Enfin l'article souligne que "Les viols dans la police sont rares". Ce sont les plaintes et les condamnations pour viol pour des policiers qui sont rares ; comme moins de 10% des victimes portent plainte, nous n'avons absolument aucune idée de la rareté de ce genre d'affaires. Ce genre de propos n'a donc rien à faire dans un article portant sur la culpabilité d'un policier pas plus que la phrase de son avocat qui se plaint du sort de son client en prison. Il est bien certain que la vie de cet homme ne sera pas facile en prison mais l'évoquer alors que n'est pas  évoquée la vie future de sa victime, qui a fait une tentative de suicide, a du déménager et changer de pays, nous pousse une nouvelle fois à de la compassion et de la sympathie pour cet homme.

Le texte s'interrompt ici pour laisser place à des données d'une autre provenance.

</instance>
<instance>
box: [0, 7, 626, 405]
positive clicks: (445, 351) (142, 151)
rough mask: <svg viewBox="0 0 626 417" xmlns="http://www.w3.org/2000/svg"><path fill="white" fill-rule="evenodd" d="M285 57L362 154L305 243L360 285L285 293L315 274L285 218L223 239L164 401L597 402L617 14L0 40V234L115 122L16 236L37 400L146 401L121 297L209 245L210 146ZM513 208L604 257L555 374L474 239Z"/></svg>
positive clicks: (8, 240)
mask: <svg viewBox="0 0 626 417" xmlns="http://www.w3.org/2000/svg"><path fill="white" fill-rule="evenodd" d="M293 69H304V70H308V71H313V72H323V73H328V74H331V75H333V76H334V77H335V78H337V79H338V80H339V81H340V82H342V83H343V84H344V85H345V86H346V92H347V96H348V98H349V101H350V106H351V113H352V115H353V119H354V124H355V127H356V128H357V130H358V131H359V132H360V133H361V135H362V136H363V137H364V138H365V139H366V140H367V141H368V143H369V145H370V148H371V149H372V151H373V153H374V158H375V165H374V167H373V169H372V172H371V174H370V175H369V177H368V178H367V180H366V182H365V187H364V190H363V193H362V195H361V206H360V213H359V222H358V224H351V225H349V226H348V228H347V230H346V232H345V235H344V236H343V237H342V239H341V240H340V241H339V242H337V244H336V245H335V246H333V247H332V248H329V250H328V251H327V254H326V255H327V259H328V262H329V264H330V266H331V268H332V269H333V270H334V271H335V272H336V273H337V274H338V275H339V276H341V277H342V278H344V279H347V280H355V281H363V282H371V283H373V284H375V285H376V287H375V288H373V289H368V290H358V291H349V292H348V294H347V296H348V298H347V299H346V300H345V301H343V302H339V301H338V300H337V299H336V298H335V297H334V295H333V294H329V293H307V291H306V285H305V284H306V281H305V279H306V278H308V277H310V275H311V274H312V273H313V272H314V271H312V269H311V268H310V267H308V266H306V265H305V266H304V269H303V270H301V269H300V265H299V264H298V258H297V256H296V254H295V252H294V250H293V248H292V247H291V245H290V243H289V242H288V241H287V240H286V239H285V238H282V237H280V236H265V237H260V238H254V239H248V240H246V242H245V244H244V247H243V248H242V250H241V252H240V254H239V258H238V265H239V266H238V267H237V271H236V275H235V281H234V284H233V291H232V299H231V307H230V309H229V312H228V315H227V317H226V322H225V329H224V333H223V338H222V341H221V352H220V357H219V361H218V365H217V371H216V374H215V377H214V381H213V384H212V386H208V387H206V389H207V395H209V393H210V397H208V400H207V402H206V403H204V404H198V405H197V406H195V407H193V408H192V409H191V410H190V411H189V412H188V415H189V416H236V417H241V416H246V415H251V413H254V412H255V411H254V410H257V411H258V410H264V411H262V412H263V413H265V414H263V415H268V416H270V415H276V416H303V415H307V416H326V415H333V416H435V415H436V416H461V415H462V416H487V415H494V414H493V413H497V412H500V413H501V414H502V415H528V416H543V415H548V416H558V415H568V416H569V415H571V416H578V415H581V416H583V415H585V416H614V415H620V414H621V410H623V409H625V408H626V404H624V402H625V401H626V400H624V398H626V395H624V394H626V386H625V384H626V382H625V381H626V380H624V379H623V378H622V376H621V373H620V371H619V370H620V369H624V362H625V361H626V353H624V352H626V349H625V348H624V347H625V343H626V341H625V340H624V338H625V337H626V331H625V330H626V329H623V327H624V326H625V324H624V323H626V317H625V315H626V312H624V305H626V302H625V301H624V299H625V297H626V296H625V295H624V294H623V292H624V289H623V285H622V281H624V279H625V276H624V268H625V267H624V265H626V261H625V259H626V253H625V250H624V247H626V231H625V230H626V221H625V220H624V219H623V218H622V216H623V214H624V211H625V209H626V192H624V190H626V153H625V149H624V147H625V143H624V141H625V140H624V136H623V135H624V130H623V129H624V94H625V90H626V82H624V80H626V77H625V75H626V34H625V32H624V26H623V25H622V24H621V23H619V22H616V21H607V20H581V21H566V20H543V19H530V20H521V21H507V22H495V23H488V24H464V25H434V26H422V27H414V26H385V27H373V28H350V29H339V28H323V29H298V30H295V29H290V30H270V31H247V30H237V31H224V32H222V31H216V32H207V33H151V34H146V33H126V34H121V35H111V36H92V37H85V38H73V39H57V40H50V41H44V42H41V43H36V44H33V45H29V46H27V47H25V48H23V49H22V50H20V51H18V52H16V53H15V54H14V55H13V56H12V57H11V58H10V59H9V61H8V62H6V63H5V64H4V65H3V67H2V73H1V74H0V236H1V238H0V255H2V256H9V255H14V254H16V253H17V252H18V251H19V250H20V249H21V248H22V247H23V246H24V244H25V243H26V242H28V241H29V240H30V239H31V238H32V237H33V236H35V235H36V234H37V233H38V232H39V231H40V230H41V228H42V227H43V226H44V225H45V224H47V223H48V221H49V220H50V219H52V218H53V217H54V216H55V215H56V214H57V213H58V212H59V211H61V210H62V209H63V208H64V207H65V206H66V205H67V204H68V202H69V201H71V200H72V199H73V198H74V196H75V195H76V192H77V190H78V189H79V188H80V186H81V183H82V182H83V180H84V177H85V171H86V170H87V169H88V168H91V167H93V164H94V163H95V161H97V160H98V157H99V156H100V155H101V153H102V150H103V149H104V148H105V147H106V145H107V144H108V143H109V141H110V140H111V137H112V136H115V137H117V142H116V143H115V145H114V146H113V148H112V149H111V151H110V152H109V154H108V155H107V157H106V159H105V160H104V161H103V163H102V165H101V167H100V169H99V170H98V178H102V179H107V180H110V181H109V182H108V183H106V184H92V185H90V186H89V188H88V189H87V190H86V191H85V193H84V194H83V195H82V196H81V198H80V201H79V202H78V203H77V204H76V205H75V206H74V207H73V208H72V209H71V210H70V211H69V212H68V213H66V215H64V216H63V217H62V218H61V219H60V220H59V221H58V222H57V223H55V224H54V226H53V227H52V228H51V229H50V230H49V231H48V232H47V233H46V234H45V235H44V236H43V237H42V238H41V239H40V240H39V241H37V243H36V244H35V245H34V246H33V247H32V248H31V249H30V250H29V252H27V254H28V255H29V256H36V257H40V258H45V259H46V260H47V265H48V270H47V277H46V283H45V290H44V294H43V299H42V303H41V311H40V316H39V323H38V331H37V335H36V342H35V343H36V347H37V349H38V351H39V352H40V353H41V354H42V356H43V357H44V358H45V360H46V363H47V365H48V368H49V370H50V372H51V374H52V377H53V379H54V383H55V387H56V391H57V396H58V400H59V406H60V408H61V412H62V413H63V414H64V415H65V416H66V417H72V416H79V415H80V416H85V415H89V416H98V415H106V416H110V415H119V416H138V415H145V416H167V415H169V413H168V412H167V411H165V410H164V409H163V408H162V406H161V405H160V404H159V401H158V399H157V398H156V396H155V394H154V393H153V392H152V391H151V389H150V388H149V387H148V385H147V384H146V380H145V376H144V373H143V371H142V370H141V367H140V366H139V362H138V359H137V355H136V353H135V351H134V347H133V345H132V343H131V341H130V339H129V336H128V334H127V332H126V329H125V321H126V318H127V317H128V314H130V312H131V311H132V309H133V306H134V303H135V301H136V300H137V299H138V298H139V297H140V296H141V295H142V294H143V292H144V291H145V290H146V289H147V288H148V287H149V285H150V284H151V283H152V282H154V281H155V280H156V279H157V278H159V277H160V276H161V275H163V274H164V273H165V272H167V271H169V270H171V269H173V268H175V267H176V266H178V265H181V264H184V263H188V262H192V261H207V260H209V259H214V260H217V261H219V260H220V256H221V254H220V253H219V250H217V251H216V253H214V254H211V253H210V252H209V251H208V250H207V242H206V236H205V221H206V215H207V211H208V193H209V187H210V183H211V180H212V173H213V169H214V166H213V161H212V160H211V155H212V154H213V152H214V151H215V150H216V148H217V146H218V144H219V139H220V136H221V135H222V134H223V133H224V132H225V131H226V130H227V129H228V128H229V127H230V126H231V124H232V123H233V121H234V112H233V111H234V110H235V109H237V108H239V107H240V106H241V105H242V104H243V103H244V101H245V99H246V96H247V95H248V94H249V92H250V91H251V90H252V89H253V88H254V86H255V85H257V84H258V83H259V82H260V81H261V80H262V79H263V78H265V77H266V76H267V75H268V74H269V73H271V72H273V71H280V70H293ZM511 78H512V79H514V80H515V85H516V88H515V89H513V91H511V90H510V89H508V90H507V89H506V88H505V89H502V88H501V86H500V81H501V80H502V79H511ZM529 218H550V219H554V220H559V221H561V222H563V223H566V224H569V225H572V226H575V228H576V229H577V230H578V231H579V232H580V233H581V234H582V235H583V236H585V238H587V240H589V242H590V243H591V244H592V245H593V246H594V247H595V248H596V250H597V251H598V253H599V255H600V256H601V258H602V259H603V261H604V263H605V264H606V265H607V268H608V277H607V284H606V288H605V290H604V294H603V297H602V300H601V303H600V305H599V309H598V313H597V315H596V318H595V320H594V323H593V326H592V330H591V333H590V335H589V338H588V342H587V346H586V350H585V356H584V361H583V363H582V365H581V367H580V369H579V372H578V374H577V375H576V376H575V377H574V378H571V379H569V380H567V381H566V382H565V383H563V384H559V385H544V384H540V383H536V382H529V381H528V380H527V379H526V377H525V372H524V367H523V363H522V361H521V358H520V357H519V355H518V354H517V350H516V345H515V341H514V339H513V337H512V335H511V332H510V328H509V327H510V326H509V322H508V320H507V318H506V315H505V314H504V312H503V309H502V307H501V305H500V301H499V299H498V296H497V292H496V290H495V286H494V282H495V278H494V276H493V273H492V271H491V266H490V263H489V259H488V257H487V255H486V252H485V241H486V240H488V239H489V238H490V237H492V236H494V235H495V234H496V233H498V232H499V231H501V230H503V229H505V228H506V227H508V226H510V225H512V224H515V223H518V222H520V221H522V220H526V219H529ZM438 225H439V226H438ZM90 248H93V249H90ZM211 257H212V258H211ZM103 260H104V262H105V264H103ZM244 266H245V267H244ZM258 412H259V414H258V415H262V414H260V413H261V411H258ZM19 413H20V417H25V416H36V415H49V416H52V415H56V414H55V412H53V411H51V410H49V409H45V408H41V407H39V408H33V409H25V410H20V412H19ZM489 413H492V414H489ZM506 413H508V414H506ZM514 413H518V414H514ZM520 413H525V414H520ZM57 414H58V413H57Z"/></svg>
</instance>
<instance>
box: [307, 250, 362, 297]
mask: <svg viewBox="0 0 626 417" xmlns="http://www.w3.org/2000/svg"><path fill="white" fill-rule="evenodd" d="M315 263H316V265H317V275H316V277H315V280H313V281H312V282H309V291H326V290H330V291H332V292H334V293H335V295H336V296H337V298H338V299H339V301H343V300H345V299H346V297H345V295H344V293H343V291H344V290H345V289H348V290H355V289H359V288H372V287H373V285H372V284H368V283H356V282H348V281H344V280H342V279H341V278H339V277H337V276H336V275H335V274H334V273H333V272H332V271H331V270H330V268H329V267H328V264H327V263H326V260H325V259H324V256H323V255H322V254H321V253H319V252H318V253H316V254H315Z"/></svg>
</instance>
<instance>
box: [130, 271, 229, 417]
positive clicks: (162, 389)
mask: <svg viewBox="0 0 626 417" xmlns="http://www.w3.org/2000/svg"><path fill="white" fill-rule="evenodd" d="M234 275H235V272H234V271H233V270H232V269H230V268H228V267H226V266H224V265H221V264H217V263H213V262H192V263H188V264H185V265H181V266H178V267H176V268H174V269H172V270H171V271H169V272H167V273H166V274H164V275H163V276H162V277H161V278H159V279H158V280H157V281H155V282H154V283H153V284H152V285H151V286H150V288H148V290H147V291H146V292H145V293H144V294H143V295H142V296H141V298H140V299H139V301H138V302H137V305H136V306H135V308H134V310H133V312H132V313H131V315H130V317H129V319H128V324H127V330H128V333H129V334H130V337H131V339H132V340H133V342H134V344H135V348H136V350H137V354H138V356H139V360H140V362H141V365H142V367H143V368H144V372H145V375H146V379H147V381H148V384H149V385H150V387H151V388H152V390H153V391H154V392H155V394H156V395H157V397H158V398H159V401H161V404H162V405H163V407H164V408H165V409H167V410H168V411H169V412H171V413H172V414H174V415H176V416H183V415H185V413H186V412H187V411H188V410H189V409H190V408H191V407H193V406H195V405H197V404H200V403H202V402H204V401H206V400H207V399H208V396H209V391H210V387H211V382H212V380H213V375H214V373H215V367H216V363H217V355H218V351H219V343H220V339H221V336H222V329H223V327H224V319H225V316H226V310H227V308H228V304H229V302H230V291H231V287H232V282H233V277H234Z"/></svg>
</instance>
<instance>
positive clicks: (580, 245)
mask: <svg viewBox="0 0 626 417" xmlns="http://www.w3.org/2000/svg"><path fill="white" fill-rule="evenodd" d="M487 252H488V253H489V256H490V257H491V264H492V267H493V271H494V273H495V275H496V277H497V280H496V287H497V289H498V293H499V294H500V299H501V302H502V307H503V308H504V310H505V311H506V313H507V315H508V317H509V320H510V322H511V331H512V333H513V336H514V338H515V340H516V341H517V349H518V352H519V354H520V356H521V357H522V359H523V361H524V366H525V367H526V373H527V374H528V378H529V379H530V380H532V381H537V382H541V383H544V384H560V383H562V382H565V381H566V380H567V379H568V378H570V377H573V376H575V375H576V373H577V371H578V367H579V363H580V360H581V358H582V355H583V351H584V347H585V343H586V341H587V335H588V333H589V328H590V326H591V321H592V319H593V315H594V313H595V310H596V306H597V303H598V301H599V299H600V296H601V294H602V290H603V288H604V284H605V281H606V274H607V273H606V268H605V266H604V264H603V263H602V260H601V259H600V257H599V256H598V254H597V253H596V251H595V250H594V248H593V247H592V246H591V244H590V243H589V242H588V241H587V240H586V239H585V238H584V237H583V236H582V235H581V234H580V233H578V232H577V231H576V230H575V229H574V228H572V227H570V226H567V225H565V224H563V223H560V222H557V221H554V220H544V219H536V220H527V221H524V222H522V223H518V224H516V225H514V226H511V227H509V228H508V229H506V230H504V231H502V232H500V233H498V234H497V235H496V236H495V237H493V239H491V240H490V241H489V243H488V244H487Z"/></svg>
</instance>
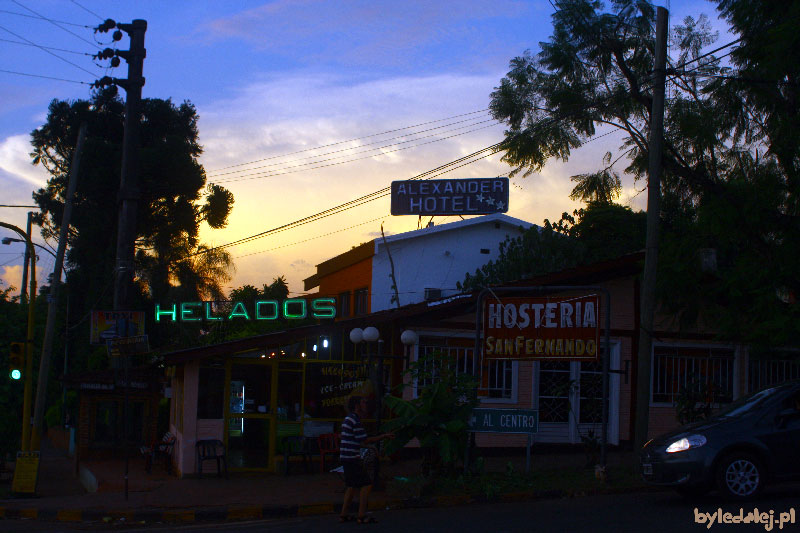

Mais quelle est la portée exacte de cet article ?
Il est bien sûr difficile de la mesurer. Il faudrait analyser les réactions de gens ayant lu cet article et ceux en ayant lu un parfaitement neutre pour constater des éventuelles différences. Les deux études ci dessus nous ont montré qu'il y a des conséquences à écrire de tels articles. A tout le moins, si certains persistent à penser que ce genre d'articles ne fait aucune différence et n'induit aucun biais dans l'esprit des lecteurs, ils ne verront aucun inconvénient  à ce que davantage de neutralité soit demandée à la presse en matière de crimes et délits sexuels.